The strategy's approval came after the establishment of the ASEAN Economic Community late last year – the third largest economy in Asia and the seventh largest in the world, offering opportunities in the form of a huge market of US$2.6 trillion and over 622 million people.
The establishment of the strategy is believed to bring both opportunities and challenges for Viet Nam.
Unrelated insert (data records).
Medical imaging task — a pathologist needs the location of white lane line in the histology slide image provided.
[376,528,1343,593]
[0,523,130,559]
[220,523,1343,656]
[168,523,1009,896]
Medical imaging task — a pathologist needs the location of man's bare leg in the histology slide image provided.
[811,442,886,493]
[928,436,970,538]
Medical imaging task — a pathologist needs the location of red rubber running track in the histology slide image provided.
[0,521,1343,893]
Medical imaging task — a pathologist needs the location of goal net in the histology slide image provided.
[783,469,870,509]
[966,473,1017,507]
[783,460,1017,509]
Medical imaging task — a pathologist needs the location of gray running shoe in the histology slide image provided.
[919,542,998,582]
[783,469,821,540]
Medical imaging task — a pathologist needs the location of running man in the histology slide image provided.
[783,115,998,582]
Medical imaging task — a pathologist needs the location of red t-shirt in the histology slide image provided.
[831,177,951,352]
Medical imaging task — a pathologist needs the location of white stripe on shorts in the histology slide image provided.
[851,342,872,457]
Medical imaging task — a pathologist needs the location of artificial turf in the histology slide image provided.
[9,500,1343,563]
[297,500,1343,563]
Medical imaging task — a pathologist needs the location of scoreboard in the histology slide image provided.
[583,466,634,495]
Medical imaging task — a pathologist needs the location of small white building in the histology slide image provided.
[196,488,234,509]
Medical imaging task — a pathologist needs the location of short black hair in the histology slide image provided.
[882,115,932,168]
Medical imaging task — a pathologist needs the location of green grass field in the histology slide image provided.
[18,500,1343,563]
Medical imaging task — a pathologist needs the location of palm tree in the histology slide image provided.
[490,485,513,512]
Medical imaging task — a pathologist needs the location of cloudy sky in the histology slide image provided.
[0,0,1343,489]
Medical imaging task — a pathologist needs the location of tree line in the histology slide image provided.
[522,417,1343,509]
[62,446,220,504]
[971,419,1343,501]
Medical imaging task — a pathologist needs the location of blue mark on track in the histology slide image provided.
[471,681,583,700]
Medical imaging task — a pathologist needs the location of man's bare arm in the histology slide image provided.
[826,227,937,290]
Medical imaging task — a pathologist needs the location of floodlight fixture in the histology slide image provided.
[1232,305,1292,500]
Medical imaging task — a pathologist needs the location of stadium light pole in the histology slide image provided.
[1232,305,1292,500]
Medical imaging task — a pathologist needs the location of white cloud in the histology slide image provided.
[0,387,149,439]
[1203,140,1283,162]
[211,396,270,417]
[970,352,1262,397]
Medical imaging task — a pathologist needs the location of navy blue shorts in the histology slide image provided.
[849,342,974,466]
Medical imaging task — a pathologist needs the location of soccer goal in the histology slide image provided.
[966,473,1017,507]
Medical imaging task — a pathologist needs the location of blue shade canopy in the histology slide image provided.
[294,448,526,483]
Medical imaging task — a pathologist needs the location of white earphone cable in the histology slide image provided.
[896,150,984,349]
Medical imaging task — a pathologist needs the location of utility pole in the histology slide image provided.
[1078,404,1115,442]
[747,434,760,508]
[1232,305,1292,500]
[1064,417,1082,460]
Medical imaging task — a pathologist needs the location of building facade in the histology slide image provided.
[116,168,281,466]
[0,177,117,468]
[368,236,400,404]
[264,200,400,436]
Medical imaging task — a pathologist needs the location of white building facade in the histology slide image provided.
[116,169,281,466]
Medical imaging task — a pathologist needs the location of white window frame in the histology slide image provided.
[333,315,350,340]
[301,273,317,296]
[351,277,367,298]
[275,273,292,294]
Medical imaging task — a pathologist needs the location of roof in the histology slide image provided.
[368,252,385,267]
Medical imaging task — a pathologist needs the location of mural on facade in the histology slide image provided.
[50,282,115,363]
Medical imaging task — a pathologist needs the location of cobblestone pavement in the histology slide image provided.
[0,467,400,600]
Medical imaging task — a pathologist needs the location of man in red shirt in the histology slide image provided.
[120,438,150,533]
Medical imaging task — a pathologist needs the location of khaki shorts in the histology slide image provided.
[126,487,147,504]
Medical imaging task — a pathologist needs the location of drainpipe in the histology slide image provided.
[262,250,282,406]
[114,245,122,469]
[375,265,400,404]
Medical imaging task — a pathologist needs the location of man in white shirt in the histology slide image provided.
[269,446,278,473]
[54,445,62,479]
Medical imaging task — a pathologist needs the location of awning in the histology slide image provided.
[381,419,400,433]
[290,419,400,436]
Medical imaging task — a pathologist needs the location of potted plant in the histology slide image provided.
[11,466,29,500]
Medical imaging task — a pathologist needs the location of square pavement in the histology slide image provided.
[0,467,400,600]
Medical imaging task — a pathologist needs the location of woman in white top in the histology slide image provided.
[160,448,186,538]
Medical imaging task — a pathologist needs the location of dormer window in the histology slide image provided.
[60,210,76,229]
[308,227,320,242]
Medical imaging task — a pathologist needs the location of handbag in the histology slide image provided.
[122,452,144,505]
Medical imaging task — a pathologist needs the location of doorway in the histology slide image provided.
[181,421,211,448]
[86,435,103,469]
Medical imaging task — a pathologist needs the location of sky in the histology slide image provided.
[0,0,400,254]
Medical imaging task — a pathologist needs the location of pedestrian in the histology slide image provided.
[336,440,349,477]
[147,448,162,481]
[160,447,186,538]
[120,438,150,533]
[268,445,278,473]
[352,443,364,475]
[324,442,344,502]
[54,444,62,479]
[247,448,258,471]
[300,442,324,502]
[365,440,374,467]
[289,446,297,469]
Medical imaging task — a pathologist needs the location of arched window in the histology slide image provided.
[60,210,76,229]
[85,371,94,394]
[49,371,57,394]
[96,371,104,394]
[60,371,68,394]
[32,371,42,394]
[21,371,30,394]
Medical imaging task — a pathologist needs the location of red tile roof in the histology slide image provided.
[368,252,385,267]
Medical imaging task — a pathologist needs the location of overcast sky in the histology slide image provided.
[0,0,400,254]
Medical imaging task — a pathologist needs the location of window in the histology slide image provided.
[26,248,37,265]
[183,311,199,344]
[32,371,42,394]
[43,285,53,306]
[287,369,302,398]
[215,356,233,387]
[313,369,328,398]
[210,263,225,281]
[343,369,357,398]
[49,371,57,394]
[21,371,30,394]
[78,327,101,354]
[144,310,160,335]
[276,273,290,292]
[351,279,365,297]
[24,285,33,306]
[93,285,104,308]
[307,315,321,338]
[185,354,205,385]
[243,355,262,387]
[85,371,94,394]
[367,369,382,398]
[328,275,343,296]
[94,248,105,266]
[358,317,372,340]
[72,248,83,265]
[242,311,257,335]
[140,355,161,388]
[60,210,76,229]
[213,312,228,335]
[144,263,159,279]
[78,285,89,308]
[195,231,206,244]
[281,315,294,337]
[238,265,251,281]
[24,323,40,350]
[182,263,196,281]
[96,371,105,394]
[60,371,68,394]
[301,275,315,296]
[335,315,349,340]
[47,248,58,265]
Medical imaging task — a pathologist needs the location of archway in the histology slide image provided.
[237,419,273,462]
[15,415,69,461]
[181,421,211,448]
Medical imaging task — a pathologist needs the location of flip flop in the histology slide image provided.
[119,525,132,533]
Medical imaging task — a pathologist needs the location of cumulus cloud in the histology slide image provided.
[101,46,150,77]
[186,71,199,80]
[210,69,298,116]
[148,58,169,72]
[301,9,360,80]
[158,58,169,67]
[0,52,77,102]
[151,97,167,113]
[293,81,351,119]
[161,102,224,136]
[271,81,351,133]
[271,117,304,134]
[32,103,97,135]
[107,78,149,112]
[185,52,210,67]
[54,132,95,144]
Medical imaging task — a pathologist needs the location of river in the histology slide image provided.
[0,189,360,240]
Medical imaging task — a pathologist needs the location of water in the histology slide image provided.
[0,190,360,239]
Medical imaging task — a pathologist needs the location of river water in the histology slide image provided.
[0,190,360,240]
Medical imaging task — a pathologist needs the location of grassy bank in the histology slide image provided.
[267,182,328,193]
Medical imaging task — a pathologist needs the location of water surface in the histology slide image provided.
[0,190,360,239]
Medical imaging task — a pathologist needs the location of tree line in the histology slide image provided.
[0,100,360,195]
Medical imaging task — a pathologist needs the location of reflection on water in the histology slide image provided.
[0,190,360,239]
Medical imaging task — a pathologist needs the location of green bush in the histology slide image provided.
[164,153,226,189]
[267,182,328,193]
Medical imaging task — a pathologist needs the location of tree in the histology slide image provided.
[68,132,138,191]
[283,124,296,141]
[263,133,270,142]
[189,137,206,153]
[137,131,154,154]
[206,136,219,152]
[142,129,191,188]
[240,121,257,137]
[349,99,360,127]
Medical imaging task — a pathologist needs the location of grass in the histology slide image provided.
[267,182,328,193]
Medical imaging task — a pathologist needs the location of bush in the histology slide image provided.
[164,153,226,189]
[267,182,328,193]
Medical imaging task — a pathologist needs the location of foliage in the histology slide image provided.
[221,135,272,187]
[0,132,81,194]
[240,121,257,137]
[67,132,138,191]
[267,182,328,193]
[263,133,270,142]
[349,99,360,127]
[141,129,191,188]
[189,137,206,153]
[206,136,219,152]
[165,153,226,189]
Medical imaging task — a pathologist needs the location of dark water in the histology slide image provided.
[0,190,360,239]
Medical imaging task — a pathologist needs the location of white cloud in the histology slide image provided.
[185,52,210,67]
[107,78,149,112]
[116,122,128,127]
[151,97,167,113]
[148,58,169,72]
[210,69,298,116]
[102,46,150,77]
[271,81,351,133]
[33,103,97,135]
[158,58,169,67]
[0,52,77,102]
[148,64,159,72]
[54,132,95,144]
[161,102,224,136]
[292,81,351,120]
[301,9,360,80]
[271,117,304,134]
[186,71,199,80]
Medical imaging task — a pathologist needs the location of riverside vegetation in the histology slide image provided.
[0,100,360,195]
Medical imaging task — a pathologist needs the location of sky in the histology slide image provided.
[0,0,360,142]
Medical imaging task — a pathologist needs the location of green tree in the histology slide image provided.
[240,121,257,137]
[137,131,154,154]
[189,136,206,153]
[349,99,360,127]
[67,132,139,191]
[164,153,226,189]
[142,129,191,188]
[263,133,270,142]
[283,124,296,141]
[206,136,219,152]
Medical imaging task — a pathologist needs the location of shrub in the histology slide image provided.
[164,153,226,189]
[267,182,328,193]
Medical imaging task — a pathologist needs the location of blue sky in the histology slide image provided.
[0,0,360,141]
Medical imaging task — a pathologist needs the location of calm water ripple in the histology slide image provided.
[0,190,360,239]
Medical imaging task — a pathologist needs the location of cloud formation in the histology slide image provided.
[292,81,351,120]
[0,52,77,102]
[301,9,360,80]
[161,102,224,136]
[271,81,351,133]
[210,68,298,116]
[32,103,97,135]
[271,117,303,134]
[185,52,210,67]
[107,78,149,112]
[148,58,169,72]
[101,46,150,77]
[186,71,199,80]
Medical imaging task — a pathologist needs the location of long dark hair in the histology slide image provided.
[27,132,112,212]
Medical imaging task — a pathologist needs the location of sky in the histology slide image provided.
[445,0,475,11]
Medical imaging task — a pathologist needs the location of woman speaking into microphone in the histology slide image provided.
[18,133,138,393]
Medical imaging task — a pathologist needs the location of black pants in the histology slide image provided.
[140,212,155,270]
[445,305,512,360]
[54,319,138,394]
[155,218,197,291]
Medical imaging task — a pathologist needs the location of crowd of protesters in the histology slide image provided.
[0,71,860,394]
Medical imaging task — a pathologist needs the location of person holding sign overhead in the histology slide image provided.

Labourers will receive more favourable working conditions in the ASEAN bloc, however challenges are also awaiting.
According to Ha Thi Minh Duc, deputy head of International Co-operation Department under the Ministry of Labour, Invalids and Social Affairs, the country would face six major challenges on the matter of labour, encompassing labour productivity as well as the competitiveness of Vietnamese labourers.
The labour productivity of Viet Nam is only one-fifth of Malaysia's and two-fifths of Thailand's, according to a International Labour Organisation report.
Viet Nam lacks many skilled labourers although the total number of labourers ranked third in the ASEAN bloc, said Vu Xuan Hung, president of the Research Institute of Vocational Training Science, at a conference on Monday.
Statistics from the labour ministry showed the country has about 53.7 million labourers, however, only 20.6 per cent of them have degrees.
The General Department of Vocational Training calculated that Viet Nam had to train an additional 16.7 million labourers to meet market demands.
To prepare for integration, since 2011, Viet Nam had made public the Vocational Training Strategy in 2011-20, and Viet Nam Human Resource Development Planning for the 2011-20 period in order to strengthen the quality of human resource training, as well as to improve the quality of vocational training, said director of the General Department of Vocational Training, Duong Duc Lan.
The Prime Minister's Decision 761, issued in 2014, approved certain vocational schools to receive further investment to become high-quality vocational institutes, he said.
Dung also asked authorised agencies to perfect policies on labour and salary, speeding up the programme on sustainable jobs and sending more skilled labourers to work abroad.
The country was urged to quickly integrate in vocational training by standardising training courses and quality of teachers to catch up with global and regional criteria, said Dung.
Participating in setting up the reference frame to the quality of labourers in the ASEAN bloc was imperative, he said.
Social security goals
The lengthy strategy also outlines a to-do list for Viet Nam to reach social-security integration goals.
The betterment of domestic policies on social insurance and unemployment insurance is required. Co-operations on social-insurance policies with other countries in the ASEAN bloc should be implemented soon.
More supporting policies need to be run for vulnerable groups such as people with disabilities, elderly people, homeless people and ethnic minority people.
Protecting and helping children, especially children who live in underprivileged areas, or are victims of human trafficking, and homeless children, was also a must-do task.